Ukraine won three gold, five silver, and four bronze medals at the 2024 Summer Olympics in Paris, placing 22nd among 84 competing countries as the games came to an end on Aug. 11.
Ukraine received the biggest number of gold medals at the Olympics since 2012, when it won five at the London Games.
Ukraine's Olympic triumphs were celebrated back home, where positive news is rare and Russian troops continue to launch daily attacks against civilians while steadily advancing on the battlefield.
The Olympics kicked off on July 24, with some events held two days before the opening ceremony on July 26.
Only 140 Ukrainian athletes competed at the Olympic Games in Paris this year, the smallest number in the history of the country's participation in the games, as Russia's war has damaged or destroyed sports' facilities and frequent air raid alerts interrupt training.

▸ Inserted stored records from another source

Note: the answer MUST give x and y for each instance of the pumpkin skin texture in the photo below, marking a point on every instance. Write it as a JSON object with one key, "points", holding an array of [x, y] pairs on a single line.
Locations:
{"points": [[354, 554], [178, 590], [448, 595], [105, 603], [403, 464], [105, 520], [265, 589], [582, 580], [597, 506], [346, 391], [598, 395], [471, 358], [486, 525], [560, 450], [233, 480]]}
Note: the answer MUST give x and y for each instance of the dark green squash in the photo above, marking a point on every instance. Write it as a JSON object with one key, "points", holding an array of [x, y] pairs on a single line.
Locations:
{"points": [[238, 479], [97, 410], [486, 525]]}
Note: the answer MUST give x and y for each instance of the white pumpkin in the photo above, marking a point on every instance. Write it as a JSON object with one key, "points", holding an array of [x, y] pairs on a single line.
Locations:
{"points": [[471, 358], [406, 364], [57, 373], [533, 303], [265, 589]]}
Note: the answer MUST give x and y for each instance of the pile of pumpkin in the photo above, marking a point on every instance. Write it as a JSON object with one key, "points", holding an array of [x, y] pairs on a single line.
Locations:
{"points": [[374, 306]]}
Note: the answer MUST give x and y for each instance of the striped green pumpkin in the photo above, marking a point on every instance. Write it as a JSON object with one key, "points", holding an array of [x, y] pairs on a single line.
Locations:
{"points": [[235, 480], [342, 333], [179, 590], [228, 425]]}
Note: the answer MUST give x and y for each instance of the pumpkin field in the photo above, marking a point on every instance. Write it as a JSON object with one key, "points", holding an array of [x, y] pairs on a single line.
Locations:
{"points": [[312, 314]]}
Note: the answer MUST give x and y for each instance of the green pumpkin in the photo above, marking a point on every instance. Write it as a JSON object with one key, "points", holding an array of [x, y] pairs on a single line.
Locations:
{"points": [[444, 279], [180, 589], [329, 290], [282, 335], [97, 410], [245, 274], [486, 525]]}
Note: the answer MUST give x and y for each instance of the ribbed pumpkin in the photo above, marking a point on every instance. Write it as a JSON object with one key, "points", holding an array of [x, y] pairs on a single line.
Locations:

China took first place at the Olympics, winning 40 gold, 27 silver, and 24 bronze medals, followed by the U.S. and Japan.

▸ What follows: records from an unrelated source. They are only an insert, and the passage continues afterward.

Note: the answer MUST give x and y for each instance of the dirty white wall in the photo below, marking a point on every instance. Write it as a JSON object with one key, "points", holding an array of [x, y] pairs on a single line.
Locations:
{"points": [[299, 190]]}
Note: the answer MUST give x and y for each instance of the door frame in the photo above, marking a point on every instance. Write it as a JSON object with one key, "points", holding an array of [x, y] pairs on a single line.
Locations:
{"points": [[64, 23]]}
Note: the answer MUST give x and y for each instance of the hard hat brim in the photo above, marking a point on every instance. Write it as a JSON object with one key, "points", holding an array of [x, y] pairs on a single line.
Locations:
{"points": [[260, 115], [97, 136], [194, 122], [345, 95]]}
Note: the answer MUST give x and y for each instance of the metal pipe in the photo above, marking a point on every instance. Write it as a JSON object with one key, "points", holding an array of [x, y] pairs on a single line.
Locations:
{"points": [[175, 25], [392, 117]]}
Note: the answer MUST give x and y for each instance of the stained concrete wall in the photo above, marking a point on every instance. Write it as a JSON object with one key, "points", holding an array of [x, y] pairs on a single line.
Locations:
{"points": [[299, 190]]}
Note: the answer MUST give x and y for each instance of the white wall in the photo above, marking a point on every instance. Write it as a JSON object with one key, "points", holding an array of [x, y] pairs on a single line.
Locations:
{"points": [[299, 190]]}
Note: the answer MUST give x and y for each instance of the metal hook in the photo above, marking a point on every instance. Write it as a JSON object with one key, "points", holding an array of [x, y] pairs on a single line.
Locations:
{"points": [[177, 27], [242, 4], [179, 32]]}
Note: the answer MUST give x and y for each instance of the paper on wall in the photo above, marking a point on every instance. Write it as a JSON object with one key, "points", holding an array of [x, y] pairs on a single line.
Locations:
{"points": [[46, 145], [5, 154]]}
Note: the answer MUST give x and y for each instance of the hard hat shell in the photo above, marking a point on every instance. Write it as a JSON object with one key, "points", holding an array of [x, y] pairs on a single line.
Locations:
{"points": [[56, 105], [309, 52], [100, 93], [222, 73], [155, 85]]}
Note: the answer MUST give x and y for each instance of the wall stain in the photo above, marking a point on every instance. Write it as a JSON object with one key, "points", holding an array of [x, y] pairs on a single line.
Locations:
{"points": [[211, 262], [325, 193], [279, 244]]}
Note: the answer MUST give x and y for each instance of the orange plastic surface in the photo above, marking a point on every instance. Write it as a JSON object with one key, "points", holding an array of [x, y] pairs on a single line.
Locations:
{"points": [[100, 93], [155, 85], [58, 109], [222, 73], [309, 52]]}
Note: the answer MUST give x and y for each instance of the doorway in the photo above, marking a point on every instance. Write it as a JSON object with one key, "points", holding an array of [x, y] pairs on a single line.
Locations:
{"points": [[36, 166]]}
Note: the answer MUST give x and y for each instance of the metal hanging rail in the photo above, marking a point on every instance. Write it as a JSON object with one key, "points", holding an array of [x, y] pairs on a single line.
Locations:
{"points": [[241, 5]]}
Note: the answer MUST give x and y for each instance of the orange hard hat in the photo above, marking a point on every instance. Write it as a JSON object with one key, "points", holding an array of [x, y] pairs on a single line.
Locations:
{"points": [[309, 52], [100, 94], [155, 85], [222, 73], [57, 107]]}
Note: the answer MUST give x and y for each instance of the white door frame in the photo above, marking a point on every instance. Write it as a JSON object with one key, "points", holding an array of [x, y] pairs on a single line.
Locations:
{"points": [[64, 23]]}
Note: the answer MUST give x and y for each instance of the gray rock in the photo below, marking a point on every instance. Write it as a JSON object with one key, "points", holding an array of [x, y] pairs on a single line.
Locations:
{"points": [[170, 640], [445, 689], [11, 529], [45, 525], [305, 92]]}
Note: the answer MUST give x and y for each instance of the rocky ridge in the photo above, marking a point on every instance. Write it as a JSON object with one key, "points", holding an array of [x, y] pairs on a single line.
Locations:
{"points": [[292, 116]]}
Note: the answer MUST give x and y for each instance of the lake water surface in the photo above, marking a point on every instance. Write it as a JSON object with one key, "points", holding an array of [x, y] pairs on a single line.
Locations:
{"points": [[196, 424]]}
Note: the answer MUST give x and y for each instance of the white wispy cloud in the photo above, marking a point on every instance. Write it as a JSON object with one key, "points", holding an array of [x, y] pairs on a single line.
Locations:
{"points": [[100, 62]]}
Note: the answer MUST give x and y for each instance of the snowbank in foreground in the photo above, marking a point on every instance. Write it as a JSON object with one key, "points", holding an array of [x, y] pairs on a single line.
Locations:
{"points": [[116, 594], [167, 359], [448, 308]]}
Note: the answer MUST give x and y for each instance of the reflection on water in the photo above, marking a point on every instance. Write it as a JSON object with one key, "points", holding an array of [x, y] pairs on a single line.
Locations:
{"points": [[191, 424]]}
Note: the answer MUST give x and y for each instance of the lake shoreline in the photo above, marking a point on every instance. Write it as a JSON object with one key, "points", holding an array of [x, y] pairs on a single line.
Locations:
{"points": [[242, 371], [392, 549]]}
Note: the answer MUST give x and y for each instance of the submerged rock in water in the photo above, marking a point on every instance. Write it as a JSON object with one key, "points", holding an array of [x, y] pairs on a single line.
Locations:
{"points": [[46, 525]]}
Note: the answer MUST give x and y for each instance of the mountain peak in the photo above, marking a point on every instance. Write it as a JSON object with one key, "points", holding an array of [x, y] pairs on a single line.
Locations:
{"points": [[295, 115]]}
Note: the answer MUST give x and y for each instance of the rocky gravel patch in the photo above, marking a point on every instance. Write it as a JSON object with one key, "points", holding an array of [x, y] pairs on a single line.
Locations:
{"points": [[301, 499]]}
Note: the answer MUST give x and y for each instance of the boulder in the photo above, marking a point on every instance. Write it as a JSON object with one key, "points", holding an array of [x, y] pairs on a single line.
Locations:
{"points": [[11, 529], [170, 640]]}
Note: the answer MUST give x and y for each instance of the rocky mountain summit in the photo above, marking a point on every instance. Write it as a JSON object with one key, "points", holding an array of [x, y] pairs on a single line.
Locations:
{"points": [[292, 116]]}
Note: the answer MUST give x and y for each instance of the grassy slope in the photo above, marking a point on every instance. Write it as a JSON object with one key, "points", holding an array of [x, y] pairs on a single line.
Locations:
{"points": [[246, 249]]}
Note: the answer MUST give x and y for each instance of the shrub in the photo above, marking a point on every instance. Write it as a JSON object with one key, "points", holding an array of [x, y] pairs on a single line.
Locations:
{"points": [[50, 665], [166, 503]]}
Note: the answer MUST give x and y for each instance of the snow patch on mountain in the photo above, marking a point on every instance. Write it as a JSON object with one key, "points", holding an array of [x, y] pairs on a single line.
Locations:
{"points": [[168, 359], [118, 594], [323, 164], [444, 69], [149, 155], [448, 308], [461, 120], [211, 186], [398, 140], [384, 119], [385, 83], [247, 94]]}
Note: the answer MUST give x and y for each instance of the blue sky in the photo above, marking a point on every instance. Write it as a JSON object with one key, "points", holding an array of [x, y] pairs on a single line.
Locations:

Russian and Belarusian athletes were allowed to compete in the games as Individual Neutral Athletes (AINs) with "strict eligibility conditions" – which included being banned from team participation and displaying any flags or official identification with either country.

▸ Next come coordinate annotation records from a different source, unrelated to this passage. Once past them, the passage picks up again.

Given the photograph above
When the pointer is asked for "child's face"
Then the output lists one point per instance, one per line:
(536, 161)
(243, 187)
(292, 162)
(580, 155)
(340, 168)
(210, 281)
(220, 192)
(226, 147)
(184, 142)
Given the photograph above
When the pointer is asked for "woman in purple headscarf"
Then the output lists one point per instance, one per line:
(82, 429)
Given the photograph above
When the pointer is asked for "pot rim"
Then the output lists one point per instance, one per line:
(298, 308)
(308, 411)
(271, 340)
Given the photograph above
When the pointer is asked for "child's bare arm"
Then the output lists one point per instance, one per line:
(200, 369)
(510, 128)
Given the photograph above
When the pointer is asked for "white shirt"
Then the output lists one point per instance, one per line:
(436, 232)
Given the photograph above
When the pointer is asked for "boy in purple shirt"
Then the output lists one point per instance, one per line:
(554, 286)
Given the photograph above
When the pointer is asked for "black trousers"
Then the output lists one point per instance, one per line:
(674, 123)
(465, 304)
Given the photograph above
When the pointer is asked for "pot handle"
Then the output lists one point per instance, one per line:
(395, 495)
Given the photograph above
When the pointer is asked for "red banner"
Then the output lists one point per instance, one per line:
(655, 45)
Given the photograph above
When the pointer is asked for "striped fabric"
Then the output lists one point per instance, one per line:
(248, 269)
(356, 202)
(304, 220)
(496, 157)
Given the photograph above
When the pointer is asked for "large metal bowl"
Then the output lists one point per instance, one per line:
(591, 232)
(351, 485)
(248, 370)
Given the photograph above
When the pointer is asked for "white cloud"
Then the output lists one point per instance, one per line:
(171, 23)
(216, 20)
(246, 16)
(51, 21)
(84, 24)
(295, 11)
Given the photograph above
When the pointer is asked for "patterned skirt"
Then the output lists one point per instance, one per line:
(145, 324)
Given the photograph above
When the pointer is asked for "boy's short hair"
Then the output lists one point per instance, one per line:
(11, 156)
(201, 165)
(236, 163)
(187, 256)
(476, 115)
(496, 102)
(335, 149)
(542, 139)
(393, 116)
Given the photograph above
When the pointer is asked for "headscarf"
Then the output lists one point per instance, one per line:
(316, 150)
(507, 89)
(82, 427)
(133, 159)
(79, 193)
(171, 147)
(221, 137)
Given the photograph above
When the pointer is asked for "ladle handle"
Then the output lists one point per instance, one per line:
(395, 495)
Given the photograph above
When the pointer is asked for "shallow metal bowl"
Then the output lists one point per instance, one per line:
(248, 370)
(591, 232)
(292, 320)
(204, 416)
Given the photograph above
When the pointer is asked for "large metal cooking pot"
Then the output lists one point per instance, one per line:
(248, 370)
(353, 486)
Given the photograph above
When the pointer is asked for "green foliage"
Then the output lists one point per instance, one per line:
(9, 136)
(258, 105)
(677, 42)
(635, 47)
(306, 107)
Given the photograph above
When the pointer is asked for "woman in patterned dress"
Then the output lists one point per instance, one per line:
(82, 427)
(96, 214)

Among Ukraine's highlights of the Olympics are the women's saber fencing team winning the war-torn country's first gold at the games and two of its athletes placing first and third in women's high jumps.
Fencer Olga Kharlan led her team to the finals in women's saber fencing after taking bronze on July 29. The six-time Olympic medalist beat South Korea's Choi Se-bin 15-14 in a fiercely contested match.
Ukrainian high jumpers Yaroslava Mahuchikh and Iryna Gerashchenko won gold and bronze at the Olympics. The 22-year-old Mahuchikh, currently the world record holder for women's high jump, won the competition with a jump of 2.00 meters.
Ukrainian wrestlers Parviz Nasibov and Zhan Beleniuk also won silver and bronze, respectively, at the Olympics. Beleniuk, who won gold in Tokyo and is also a Ukrainian lawmaker, retired after winning bronze in men's Greco-Roman wrestling in the 87-kilogram category, beating Polish athlete Arkadiusz Kulynycz.